If that doesn't work, then make it clear that next year she will not be invited, but that's her choice.

People will bully you if you let them, but this kind of person is normally much better for some pushback.

Whitney168 · 26/09/2017 14:14

Oh and if she phones and rants, then tell her you will be happy to talk to her when she can speak to you politely and put the phone down. Every time.

Whitney168 · 26/09/2017 14:14

(And yes, I have re-trained my own sister very effectively this way LOL)

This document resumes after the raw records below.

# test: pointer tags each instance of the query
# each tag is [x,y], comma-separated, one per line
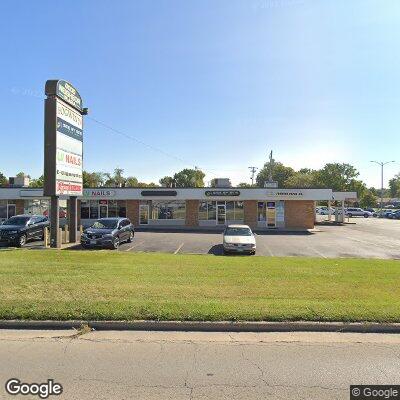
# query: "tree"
[305,178]
[144,184]
[185,178]
[280,173]
[189,178]
[167,181]
[39,182]
[22,175]
[3,180]
[394,186]
[131,181]
[116,179]
[93,179]
[368,199]
[336,176]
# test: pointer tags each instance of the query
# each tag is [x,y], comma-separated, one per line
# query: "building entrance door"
[103,210]
[221,214]
[271,214]
[144,214]
[11,210]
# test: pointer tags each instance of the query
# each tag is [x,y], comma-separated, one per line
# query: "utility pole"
[253,171]
[382,164]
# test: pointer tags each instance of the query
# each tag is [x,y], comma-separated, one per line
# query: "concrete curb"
[208,326]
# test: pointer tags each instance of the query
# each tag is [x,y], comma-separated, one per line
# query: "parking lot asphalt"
[361,238]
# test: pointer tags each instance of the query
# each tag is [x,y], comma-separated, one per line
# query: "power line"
[253,171]
[149,146]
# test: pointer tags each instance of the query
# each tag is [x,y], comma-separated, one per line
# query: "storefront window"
[168,210]
[121,210]
[212,210]
[3,209]
[239,213]
[261,211]
[85,209]
[234,210]
[202,210]
[94,209]
[37,207]
[230,210]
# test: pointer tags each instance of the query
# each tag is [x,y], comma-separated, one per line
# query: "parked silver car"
[357,212]
[239,239]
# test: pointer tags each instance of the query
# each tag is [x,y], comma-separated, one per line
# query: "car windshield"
[105,224]
[17,221]
[237,232]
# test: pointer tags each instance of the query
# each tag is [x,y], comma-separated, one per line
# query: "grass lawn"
[105,285]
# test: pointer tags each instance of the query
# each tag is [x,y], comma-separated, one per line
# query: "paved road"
[162,365]
[362,238]
[366,238]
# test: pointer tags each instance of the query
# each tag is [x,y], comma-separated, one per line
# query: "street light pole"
[382,164]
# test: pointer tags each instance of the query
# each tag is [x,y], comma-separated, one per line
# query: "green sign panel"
[65,91]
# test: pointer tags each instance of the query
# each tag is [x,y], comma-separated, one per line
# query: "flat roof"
[239,194]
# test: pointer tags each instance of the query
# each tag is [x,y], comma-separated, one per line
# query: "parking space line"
[269,251]
[177,250]
[318,252]
[134,245]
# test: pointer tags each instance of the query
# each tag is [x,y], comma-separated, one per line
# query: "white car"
[239,239]
[325,210]
[357,212]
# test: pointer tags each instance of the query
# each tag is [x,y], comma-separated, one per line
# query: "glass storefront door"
[271,214]
[221,214]
[103,210]
[11,210]
[144,214]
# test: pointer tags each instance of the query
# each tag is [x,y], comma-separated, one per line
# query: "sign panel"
[63,140]
[217,193]
[98,193]
[65,91]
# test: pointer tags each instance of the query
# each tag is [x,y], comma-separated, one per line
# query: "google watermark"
[374,392]
[43,390]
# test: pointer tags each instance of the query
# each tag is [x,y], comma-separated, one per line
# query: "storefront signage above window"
[225,193]
[287,193]
[98,193]
[158,193]
[63,140]
[65,91]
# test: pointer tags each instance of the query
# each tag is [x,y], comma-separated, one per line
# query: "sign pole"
[63,153]
[73,219]
[55,240]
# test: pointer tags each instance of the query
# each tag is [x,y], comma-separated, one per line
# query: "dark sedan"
[20,229]
[108,233]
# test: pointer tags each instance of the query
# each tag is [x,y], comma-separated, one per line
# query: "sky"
[214,84]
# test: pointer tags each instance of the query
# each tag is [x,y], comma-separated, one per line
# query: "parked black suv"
[20,229]
[108,232]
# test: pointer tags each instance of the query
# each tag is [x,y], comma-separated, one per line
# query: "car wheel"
[116,243]
[21,241]
[130,237]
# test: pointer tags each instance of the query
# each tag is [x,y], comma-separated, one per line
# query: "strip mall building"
[200,208]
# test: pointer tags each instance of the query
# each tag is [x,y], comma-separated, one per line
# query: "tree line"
[336,176]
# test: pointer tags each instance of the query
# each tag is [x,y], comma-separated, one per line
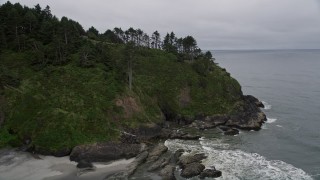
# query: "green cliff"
[62,86]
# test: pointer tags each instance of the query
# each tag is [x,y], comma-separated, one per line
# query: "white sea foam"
[237,164]
[266,105]
[271,120]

girlywhirly · 26/09/2017 14:42

Semolina, Your DSIS sounds as though she has Narcissistic Personality Disorder. What you have described of her behaviour and how she relates to others is classic, especially terrifying and bullying with her temper. First and foremost, you will never change the way she is, but you can change the way you react to her. It is no surprise that she goes through groups of friends and they dump her.

Give her a solid statement of what will be happening with Christmas and don't give in! If she asks what will I do, you simply reply that you are sure she will think of something. You could point out that being able to watch TV uninterrupted by the phone or guests, having the food she wants without anything to complain about, etc sounds perfect for her. After all, she can't have enjoyed last Christmas because she was critical, rude and unpleasant to have around!

ForagingForFaerieGold · 26/09/2017 14:47

I wouldn't have her and I'd tell her exactly why too. Maybe it'll make her finally realise she's done this to herself. If not, well it's not your responsibility anyway. Too many of us do the family compromise just because it's Christmas. It hardly makes Christmas joyful. Just say no. She's had plenty of chances by the sound of it.

Nikephorus · 26/09/2017 14:55

Trouble is he has no spare money so any suggestions of free or VERY cheap non-Christmasy places to send him would be very welcome!
Give him OP's sister's details - she'll be in need of company and hates Christmas too so they'll be miserable together!